What has changed is that a lot of the vaccination saw took place in health centres. The establishment of these centres is central to the policy of

Local Health Centre

the Indian Government to move away from the regular use of live polio vaccine

Fully Immunize Every Child

and to incorporate it into a programme of fully vaccinating every child against a range of infant diseases.

Health Workers

at birth and at specific dates in their early years. There has also been a significant move towards the establishment of teams of health workers such as these who staff local health centres and deal with all aspects of children’s health.

Another Health Centre

Not all of the health centres we visited were as grand as the first one, this one above was simply a room at the side of a building.

Health Worker vaccinating

However, within it the vaccination process took place in the usual way.

Class to be vaccinatied

Occasionally we came across a class of children awaiting vaccination

Pat Vaccinating 001

and we were given the occasional opportunity

Sunday Pat vaccinating

to vaccinate

Sunday team work

although without the pressure of numbers of children waiting their turn which we came across in earlier years.

Score Chart

Although the same method of recording the numbers of children vaccinated was used as in previous years, at all of the health centres we went to, the workers said they knew exactly how many children they were expecting and where they lived.

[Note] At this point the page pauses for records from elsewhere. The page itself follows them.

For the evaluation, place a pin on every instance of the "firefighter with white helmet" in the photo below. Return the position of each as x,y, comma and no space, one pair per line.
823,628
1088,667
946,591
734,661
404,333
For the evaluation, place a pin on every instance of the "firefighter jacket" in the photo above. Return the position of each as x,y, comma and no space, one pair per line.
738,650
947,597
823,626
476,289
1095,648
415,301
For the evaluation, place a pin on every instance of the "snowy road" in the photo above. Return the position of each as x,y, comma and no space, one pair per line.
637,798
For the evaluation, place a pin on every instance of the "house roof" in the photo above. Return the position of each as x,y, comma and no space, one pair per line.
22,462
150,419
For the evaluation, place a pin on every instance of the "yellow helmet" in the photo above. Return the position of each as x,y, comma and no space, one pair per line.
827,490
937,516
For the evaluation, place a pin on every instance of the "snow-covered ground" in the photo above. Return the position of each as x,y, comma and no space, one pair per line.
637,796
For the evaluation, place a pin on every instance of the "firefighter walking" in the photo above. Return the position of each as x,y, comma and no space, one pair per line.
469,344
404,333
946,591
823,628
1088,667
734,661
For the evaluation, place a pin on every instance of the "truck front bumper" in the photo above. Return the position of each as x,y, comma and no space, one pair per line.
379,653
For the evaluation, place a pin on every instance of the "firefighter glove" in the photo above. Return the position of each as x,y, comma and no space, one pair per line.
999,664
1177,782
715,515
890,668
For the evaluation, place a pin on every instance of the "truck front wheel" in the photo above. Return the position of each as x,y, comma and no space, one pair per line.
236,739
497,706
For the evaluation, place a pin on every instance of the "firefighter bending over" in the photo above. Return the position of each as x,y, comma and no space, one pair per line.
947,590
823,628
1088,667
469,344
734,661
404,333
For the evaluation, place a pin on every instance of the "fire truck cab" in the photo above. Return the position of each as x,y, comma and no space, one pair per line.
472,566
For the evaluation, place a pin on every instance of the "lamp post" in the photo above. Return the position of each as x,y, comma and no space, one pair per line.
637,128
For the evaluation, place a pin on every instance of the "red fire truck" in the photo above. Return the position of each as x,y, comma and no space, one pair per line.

Through the use of Founation Grants, local Rotary Clubs have been very active

Rotary Clinic Sign

in establishing their own specialist health facilities 

Rotary Health Centre

Rotary Clinic Sign 001

and this one was opened as an eye clinic

Inside Rotary Clinic 001

which was of particular interest to Mrs Harvey

Inside Rotary Clinic

because she recently had had Cataract Surgery on one eye.

Coconuts

And we finished this first day with fresh coconut juice from a coconut purchased from a road side stall, not something you can do where we live.